How to fix Title, Primary language, and Tagged PDF Meta Data of PDF output for Accessibility Check

When I create PDFs they fail the Accessibility Check in Acrobat PRO DC for:

  • Tagged PDF
  • Primary Language
  • Title

What edits I need to make in the .NET code so that these 3 things pass for accessibility?

@aclaudio

Would you please share your sample code snippet along with the screenshot of the error that you are noticing. We will test the scenario in our environment and address it accordingly.

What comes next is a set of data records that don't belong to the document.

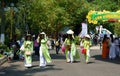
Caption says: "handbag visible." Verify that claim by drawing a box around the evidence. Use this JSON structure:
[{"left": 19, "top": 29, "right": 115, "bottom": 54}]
[
  {"left": 25, "top": 51, "right": 31, "bottom": 55},
  {"left": 61, "top": 44, "right": 65, "bottom": 53},
  {"left": 81, "top": 48, "right": 86, "bottom": 54}
]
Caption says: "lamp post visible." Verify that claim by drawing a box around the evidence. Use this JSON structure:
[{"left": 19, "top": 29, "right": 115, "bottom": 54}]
[
  {"left": 23, "top": 4, "right": 29, "bottom": 34},
  {"left": 10, "top": 3, "right": 14, "bottom": 40},
  {"left": 23, "top": 4, "right": 26, "bottom": 34},
  {"left": 0, "top": 1, "right": 5, "bottom": 44}
]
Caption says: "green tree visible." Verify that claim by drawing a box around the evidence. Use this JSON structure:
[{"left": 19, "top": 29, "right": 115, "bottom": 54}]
[
  {"left": 114, "top": 23, "right": 120, "bottom": 36},
  {"left": 87, "top": 0, "right": 120, "bottom": 34},
  {"left": 16, "top": 0, "right": 120, "bottom": 36}
]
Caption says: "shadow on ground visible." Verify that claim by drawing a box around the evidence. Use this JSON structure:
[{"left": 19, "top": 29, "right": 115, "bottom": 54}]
[
  {"left": 92, "top": 55, "right": 120, "bottom": 64},
  {"left": 0, "top": 53, "right": 63, "bottom": 76},
  {"left": 0, "top": 63, "right": 62, "bottom": 76},
  {"left": 50, "top": 53, "right": 66, "bottom": 60}
]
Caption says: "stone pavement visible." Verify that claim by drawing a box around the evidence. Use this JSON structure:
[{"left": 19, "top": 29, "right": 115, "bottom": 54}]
[{"left": 0, "top": 45, "right": 120, "bottom": 76}]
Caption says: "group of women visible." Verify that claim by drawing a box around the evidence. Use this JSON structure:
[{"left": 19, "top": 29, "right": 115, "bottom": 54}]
[
  {"left": 20, "top": 30, "right": 92, "bottom": 68},
  {"left": 102, "top": 34, "right": 120, "bottom": 59},
  {"left": 20, "top": 32, "right": 51, "bottom": 68}
]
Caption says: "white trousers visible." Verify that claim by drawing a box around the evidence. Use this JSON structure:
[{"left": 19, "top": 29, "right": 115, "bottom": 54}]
[
  {"left": 109, "top": 43, "right": 116, "bottom": 59},
  {"left": 39, "top": 47, "right": 46, "bottom": 67},
  {"left": 67, "top": 51, "right": 73, "bottom": 62},
  {"left": 24, "top": 56, "right": 32, "bottom": 67}
]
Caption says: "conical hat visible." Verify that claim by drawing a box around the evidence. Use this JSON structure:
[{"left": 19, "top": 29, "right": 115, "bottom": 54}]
[
  {"left": 66, "top": 29, "right": 74, "bottom": 34},
  {"left": 85, "top": 34, "right": 90, "bottom": 38},
  {"left": 40, "top": 32, "right": 45, "bottom": 34}
]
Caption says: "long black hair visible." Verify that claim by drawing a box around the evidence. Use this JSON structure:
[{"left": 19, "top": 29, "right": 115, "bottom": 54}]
[
  {"left": 110, "top": 34, "right": 114, "bottom": 43},
  {"left": 25, "top": 34, "right": 32, "bottom": 41},
  {"left": 102, "top": 34, "right": 108, "bottom": 43}
]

Hi asad I’m trying to fix the accessibility errors from Adobe’s accessibility check. So far I’ve been able to designate the language, title, by using the C# interface ITaggedContent. The only issue I’m facing is the tagged content for alternate text for logos and html elements. If I update the HTML will that suffice?

Capture.JPG (34.9 KB)
If you see from the image I’m able to update the meta data such as title and language, but since the HTML is coming from a memory stream to create an instance of the Document class, I would like to know how to set alternate text for the image. In the HTML stream I have alt tag for HTML set but it doesn’t transfer over to the PDF document.

@aclaudio

We apologize for the delayed response.

We need to further investigate the scenario in order to check feasibility of your requirements. Would you kindly share a sample HTML file along with sample code snippet that you are using to generate accessible PDF file at your end from it. We will test the scenario in our environment and address it accordingly.

1 Like

I have attached the HTML template to a zip foldertesting_data.zip (18.0 KB)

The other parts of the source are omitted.